Russian fertiliser has so far dodged Western sanctions since the invasion of Ukraine, but seaborne trade patterns have undergone key changes that are making the market increasingly politically driven.
Since Russia invaded Ukraine a year ago, there have been concerns that any stoppage in Russian exports could compound the pre-existing global shortage in fertiliser and worsen the picture for global food supplies.
Increasingly, international relations are playing into export destinations, according to Harry Grimes, dry cargo research analyst at Arrow Shipbroking, with Russian fertiliser heading to countries considered politically friendly to Moscow.
“Brazil, India and China are the top three importers of Russian fertiliser so far this year; the growing export volumes are heading to more politically aligned countries,” Grimes told TradeWinds.
“However, the changing trade flows have not impacted average voyage distances, which are unchanged across the global fertiliser trade. Russian fertiliser voyage distances have inched up; however, [excluding] Russia, voyage distances have gone down.”
Other changes to the seaborne fertiliser trade — mainly the preserve of handysize and supramax bulk carriers — since the war broke out have made it increasingly isolated.
Some shipowners that would otherwise have regularly called in Russia have opted to avoid trade in the country on moral grounds. This has left its mark.
“The self-sanctioning activity means the few owners willing to call Russia now rarely deviate to perform other trades,” Mark Nugent, dry cargo analyst for Braemar Shipbroking, told TradeWinds.
“In several ways, this is now a separate market, as these owners can consistently earn premiums to the index if solely loading Russian cargoes.”
Although the market has become siloed, volumes have increased.
“From March to December 2022, Russian fertiliser exports increased by 14.3% year on year to 16.9m tonnes,” Nugent told TradeWinds.
There have been tweaks in importers’ buying habits since the war began. Shipments to Europe declined by just 2.1% year on year to 1.9m tonnes from March to December last year, according to Braemar.
Voracious buyer
India has become a more voracious buyer of Russian fertiliser then ever, importing 3.7m tonnes during this nine-month period, Nugent said. “This is nearly four times greater than shipments across the same period in 2021,” he added.
But what of the year ahead?
“Overall, we expect volumes to stabilise in 2023 following what was a surge in shipments last year,” Nugent said.
“Important to note is the decline in natural gas prices has improved margins for other producers, which may have cut capacity last year and put more reliance on the seaborne market. With this situation easing, these producers can now start to increase output again and import less.”
On the supply side, the fertiliser industry has been hit by a production crunch in Europe caused by high natural gas prices, Chinese trade restrictions and disruptions due to sanctions on Russia and Belarus, which is a major potash producer.

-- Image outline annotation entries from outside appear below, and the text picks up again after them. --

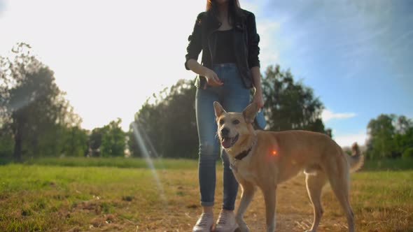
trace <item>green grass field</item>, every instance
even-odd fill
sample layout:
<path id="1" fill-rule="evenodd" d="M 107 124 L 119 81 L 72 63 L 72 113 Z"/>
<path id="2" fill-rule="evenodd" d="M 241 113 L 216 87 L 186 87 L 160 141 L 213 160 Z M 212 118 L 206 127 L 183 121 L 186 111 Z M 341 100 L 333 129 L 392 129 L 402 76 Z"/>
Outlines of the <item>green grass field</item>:
<path id="1" fill-rule="evenodd" d="M 358 231 L 413 231 L 413 166 L 395 164 L 399 161 L 367 162 L 352 174 Z M 201 212 L 197 161 L 158 160 L 154 166 L 156 172 L 144 159 L 84 158 L 0 166 L 0 231 L 190 231 Z M 319 231 L 346 231 L 345 217 L 329 187 L 323 205 Z M 280 184 L 276 210 L 277 231 L 309 229 L 312 208 L 303 175 Z M 264 231 L 260 192 L 246 221 L 252 231 Z"/>

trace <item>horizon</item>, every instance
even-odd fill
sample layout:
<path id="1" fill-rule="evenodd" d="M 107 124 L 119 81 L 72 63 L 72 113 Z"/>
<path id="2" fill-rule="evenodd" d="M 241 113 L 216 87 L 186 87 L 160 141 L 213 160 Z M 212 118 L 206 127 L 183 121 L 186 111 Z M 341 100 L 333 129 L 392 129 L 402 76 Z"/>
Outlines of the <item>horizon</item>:
<path id="1" fill-rule="evenodd" d="M 146 2 L 145 9 L 156 9 L 154 17 L 127 1 L 0 0 L 0 27 L 8 32 L 0 56 L 17 43 L 30 44 L 55 72 L 83 128 L 119 117 L 128 131 L 153 94 L 195 76 L 183 63 L 188 36 L 205 3 L 182 3 L 190 10 L 177 15 L 169 10 L 173 2 L 162 2 L 162 8 Z M 368 123 L 379 114 L 413 118 L 412 1 L 240 3 L 255 15 L 261 73 L 279 64 L 313 89 L 326 107 L 323 122 L 340 146 L 364 145 Z"/>

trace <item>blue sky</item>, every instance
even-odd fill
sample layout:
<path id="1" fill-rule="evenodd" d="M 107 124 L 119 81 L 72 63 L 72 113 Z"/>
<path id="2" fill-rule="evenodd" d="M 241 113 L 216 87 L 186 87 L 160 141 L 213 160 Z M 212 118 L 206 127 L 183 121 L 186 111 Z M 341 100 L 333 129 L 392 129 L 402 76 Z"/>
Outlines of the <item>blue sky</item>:
<path id="1" fill-rule="evenodd" d="M 120 117 L 127 130 L 153 93 L 195 77 L 183 62 L 206 1 L 144 2 L 0 0 L 0 55 L 29 43 L 83 127 Z M 312 87 L 340 145 L 364 143 L 368 122 L 381 113 L 413 118 L 413 1 L 240 3 L 256 17 L 262 72 L 278 64 Z"/>
<path id="2" fill-rule="evenodd" d="M 339 144 L 363 143 L 381 113 L 413 117 L 413 1 L 250 3 L 270 41 L 262 68 L 279 64 L 312 87 Z"/>

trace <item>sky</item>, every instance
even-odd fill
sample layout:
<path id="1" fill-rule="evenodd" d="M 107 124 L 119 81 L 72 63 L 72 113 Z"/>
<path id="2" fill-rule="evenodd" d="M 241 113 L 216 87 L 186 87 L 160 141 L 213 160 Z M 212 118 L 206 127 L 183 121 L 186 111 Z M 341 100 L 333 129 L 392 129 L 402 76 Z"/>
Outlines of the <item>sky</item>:
<path id="1" fill-rule="evenodd" d="M 129 124 L 152 94 L 193 79 L 188 36 L 206 1 L 0 0 L 0 56 L 30 44 L 83 118 Z M 342 146 L 382 113 L 413 118 L 413 1 L 240 0 L 255 15 L 261 72 L 279 64 L 314 89 Z"/>

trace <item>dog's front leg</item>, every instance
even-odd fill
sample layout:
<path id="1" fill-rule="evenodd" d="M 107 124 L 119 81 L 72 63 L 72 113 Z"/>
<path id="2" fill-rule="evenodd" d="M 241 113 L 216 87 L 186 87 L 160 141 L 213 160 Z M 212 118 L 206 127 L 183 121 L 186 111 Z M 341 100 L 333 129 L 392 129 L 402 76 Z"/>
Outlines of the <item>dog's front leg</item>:
<path id="1" fill-rule="evenodd" d="M 275 231 L 275 192 L 276 186 L 269 184 L 262 189 L 265 201 L 267 232 Z"/>
<path id="2" fill-rule="evenodd" d="M 253 199 L 255 188 L 252 184 L 247 182 L 240 182 L 240 184 L 242 187 L 242 194 L 241 194 L 239 206 L 237 211 L 237 223 L 238 223 L 241 232 L 248 232 L 249 228 L 248 228 L 246 223 L 244 221 L 244 213 Z"/>

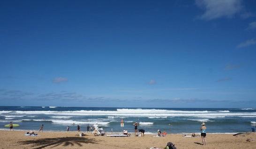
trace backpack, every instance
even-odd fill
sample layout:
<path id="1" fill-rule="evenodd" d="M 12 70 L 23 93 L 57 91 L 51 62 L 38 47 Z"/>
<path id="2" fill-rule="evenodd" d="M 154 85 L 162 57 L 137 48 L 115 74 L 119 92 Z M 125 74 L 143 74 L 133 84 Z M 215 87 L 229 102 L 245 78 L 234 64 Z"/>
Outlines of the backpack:
<path id="1" fill-rule="evenodd" d="M 173 143 L 169 142 L 167 143 L 166 149 L 168 149 L 167 147 L 169 148 L 169 149 L 177 149 L 175 147 L 175 144 L 173 144 Z"/>

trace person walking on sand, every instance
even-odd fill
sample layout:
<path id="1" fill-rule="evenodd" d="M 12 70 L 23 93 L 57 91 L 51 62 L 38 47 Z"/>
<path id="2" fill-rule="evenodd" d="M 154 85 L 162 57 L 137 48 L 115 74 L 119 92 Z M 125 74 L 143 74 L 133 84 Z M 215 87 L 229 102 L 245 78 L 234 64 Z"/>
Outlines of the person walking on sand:
<path id="1" fill-rule="evenodd" d="M 139 134 L 141 135 L 141 136 L 144 136 L 144 133 L 145 133 L 145 130 L 143 129 L 139 129 Z M 143 135 L 142 135 L 143 134 Z"/>
<path id="2" fill-rule="evenodd" d="M 10 126 L 10 131 L 12 130 L 12 129 L 13 130 L 14 130 L 14 129 L 13 129 L 13 125 L 12 122 L 10 122 L 10 124 L 9 124 L 9 126 Z"/>
<path id="3" fill-rule="evenodd" d="M 202 127 L 200 128 L 201 131 L 201 137 L 202 137 L 202 141 L 203 142 L 203 144 L 206 145 L 206 142 L 205 142 L 205 136 L 206 136 L 206 127 L 205 126 L 205 123 L 203 123 L 201 124 Z"/>
<path id="4" fill-rule="evenodd" d="M 135 136 L 138 136 L 139 134 L 138 133 L 138 123 L 136 122 L 135 123 L 133 124 L 134 125 L 134 131 L 135 133 Z"/>
<path id="5" fill-rule="evenodd" d="M 89 129 L 90 129 L 90 126 L 89 126 L 89 124 L 88 124 L 88 125 L 87 125 L 87 127 L 86 127 L 86 128 L 87 129 L 87 133 L 88 133 L 88 131 L 89 131 Z"/>
<path id="6" fill-rule="evenodd" d="M 44 124 L 42 124 L 42 126 L 41 126 L 38 132 L 40 132 L 41 130 L 42 130 L 42 131 L 44 131 Z"/>

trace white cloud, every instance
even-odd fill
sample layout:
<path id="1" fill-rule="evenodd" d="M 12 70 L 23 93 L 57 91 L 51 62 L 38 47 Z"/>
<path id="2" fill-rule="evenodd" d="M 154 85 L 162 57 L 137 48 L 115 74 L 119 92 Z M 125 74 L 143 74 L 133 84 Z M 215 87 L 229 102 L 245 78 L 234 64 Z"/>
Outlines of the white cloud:
<path id="1" fill-rule="evenodd" d="M 249 26 L 247 28 L 247 29 L 256 29 L 256 21 L 251 22 L 249 24 Z"/>
<path id="2" fill-rule="evenodd" d="M 205 10 L 200 18 L 206 20 L 232 17 L 242 7 L 241 0 L 196 0 L 196 4 Z"/>
<path id="3" fill-rule="evenodd" d="M 68 81 L 68 78 L 63 77 L 56 78 L 53 80 L 53 82 L 55 83 L 60 83 L 63 82 Z"/>
<path id="4" fill-rule="evenodd" d="M 256 39 L 251 39 L 241 43 L 236 46 L 236 48 L 241 48 L 249 46 L 252 45 L 254 45 L 255 44 L 256 44 Z"/>
<path id="5" fill-rule="evenodd" d="M 226 77 L 225 78 L 219 79 L 218 80 L 217 80 L 216 82 L 221 82 L 230 81 L 231 80 L 231 78 L 230 78 Z"/>
<path id="6" fill-rule="evenodd" d="M 157 82 L 156 82 L 156 80 L 151 80 L 149 84 L 150 85 L 153 85 L 157 84 Z"/>

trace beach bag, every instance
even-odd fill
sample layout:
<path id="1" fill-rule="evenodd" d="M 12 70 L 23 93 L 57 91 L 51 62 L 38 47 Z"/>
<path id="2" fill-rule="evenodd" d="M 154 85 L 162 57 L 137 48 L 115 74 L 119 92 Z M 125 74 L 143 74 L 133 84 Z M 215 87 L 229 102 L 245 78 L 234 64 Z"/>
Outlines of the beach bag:
<path id="1" fill-rule="evenodd" d="M 177 148 L 175 147 L 175 145 L 173 144 L 173 143 L 169 142 L 167 143 L 166 145 L 166 149 L 177 149 Z"/>

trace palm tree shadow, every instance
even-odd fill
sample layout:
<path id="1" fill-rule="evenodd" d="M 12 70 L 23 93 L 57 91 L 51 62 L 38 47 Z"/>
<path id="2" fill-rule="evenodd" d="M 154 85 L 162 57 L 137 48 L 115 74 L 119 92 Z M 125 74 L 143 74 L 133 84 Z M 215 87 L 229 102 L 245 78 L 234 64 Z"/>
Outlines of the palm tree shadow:
<path id="1" fill-rule="evenodd" d="M 74 144 L 80 147 L 83 146 L 83 143 L 98 143 L 95 139 L 88 139 L 79 137 L 66 137 L 53 138 L 43 138 L 37 140 L 21 141 L 18 143 L 23 145 L 32 145 L 34 149 L 43 149 L 48 146 L 55 147 L 59 145 L 63 146 L 73 146 Z"/>

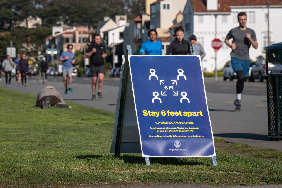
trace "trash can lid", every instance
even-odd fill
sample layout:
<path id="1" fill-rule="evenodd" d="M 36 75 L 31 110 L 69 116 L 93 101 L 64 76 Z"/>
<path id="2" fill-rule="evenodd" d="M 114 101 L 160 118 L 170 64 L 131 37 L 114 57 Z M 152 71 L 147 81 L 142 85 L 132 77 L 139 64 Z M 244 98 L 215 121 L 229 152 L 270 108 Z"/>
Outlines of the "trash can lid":
<path id="1" fill-rule="evenodd" d="M 266 50 L 282 50 L 282 42 L 273 44 L 270 46 L 266 46 L 264 48 Z"/>

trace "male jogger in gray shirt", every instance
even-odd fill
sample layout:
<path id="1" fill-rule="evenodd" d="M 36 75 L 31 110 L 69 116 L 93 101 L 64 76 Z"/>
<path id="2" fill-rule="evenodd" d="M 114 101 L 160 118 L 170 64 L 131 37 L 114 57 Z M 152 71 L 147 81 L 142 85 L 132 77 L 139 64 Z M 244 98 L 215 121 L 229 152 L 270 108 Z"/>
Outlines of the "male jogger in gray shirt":
<path id="1" fill-rule="evenodd" d="M 247 15 L 244 12 L 238 14 L 239 27 L 233 28 L 229 31 L 225 38 L 225 42 L 227 46 L 232 49 L 230 53 L 231 64 L 234 72 L 237 74 L 236 84 L 236 100 L 234 101 L 235 110 L 241 110 L 241 94 L 244 87 L 245 78 L 249 75 L 250 69 L 250 57 L 249 48 L 251 44 L 258 48 L 258 42 L 254 31 L 246 27 Z M 229 40 L 233 39 L 232 44 Z"/>

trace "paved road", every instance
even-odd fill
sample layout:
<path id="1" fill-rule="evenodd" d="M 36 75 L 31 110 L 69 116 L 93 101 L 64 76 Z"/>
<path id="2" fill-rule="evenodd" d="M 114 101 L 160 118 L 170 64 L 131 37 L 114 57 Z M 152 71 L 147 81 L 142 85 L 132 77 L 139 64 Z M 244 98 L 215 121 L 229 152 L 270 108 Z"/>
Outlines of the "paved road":
<path id="1" fill-rule="evenodd" d="M 64 95 L 62 79 L 48 78 L 47 85 L 51 85 L 61 93 L 65 101 L 75 102 L 87 106 L 115 111 L 118 79 L 105 79 L 102 90 L 103 99 L 91 101 L 90 78 L 75 78 L 73 93 Z M 236 81 L 214 82 L 213 78 L 205 78 L 207 96 L 214 135 L 224 137 L 225 140 L 282 150 L 282 141 L 270 141 L 268 137 L 267 99 L 266 83 L 246 82 L 242 100 L 242 110 L 234 111 Z M 4 81 L 0 87 L 4 87 Z M 28 86 L 22 87 L 14 79 L 11 87 L 15 91 L 37 94 L 45 85 L 38 78 L 29 78 Z M 35 103 L 36 98 L 35 97 Z"/>

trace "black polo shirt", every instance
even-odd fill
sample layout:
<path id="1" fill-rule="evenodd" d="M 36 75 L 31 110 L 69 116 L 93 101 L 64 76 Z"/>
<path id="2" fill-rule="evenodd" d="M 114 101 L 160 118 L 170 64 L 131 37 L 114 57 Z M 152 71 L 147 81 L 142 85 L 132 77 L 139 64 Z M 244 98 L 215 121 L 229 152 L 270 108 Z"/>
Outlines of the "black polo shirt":
<path id="1" fill-rule="evenodd" d="M 168 47 L 165 55 L 169 55 L 171 53 L 172 55 L 190 55 L 190 43 L 188 41 L 183 39 L 180 43 L 175 38 Z"/>
<path id="2" fill-rule="evenodd" d="M 104 65 L 104 59 L 102 58 L 102 55 L 103 52 L 106 53 L 105 46 L 101 44 L 99 45 L 96 45 L 93 41 L 88 47 L 86 52 L 91 52 L 93 48 L 96 49 L 96 51 L 90 57 L 90 66 L 99 67 Z"/>

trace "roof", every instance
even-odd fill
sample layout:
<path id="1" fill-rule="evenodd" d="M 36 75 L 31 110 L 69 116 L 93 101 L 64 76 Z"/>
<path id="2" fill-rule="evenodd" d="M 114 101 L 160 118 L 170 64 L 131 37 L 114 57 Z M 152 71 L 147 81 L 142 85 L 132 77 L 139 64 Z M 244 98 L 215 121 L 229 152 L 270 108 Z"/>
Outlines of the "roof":
<path id="1" fill-rule="evenodd" d="M 159 2 L 161 2 L 161 1 L 164 1 L 164 0 L 158 0 L 157 1 L 156 1 L 155 2 L 154 2 L 153 3 L 152 3 L 152 4 L 151 4 L 151 5 L 153 5 L 153 4 L 156 4 L 157 3 L 158 3 Z"/>
<path id="2" fill-rule="evenodd" d="M 256 6 L 266 5 L 268 0 L 218 0 L 218 9 L 207 10 L 207 0 L 191 0 L 194 12 L 231 12 L 231 6 Z M 269 0 L 271 5 L 282 5 L 281 0 Z"/>
<path id="3" fill-rule="evenodd" d="M 169 28 L 169 29 L 173 29 L 175 28 L 176 28 L 177 27 L 182 27 L 182 24 L 173 25 L 173 26 L 172 26 L 171 27 Z"/>
<path id="4" fill-rule="evenodd" d="M 96 30 L 97 29 L 95 29 L 92 30 L 91 31 L 82 31 L 82 34 L 90 34 L 92 33 L 95 33 L 96 32 Z M 81 31 L 79 31 L 78 33 L 78 34 L 80 35 L 81 34 Z M 50 38 L 53 38 L 53 37 L 57 37 L 59 36 L 61 36 L 63 34 L 69 34 L 69 35 L 75 35 L 75 31 L 64 31 L 63 32 L 61 33 L 57 33 L 55 34 L 54 36 L 49 36 L 48 37 L 47 37 L 45 39 L 45 40 L 48 40 Z"/>
<path id="5" fill-rule="evenodd" d="M 132 21 L 142 21 L 142 18 L 141 17 L 141 15 L 139 14 L 136 17 L 135 17 Z"/>

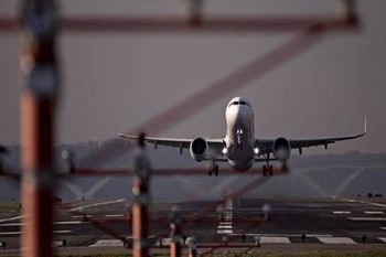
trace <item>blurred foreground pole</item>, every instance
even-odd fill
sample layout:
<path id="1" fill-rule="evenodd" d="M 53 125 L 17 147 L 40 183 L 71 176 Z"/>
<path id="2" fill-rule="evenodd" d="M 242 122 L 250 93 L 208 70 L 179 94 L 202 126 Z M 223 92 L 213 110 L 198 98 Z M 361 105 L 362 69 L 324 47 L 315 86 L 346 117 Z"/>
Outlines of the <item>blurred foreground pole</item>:
<path id="1" fill-rule="evenodd" d="M 140 135 L 139 152 L 133 159 L 133 178 L 132 178 L 132 194 L 133 203 L 131 207 L 132 214 L 132 256 L 148 257 L 148 207 L 150 204 L 149 182 L 150 182 L 150 161 L 146 157 L 144 135 Z"/>
<path id="2" fill-rule="evenodd" d="M 171 223 L 170 223 L 170 256 L 181 257 L 181 244 L 182 244 L 182 233 L 181 233 L 181 215 L 175 207 L 171 212 Z"/>
<path id="3" fill-rule="evenodd" d="M 197 245 L 195 243 L 195 237 L 191 237 L 189 240 L 189 257 L 197 256 Z"/>
<path id="4" fill-rule="evenodd" d="M 22 256 L 51 257 L 54 114 L 58 88 L 57 9 L 53 0 L 21 6 Z"/>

These factors caused the global seaborne fertiliser trade to fall year on year by 8% during 2022, according to Clarksons Research.
The World Bank has estimated that 70% of European ammonia production capacity had been reduced or shut down as of October due to high gas prices. Lower prices could allow operations to be resumed at some nitrogen fertiliser production facilities in Europe this year.
Fertiliser prices peaked in early 2022 and remain at historically elevated levels. High prices have caused farmers to cut back on usage, which affected demand last year. Availability still remains an issue for end users.
But the 2022 decline in seaborne fertiliser trade is not expected to be offset by growth any time soon. Clarksons expects fertiliser trade to grow by 1% this year to 178.3m tonnes and a further 3% next year.
Some good news is that global grain supply should not be affected too much this year by wobbles in the fertiliser trade.
“At present, while yields are not looking as strong this year in some cases, according to the USDA [US Department of Agriculture] larger planting areas in several major grain-producing countries should ensure global grain output remains healthy this year and thus export volumes should not be too affected,” Nugent said.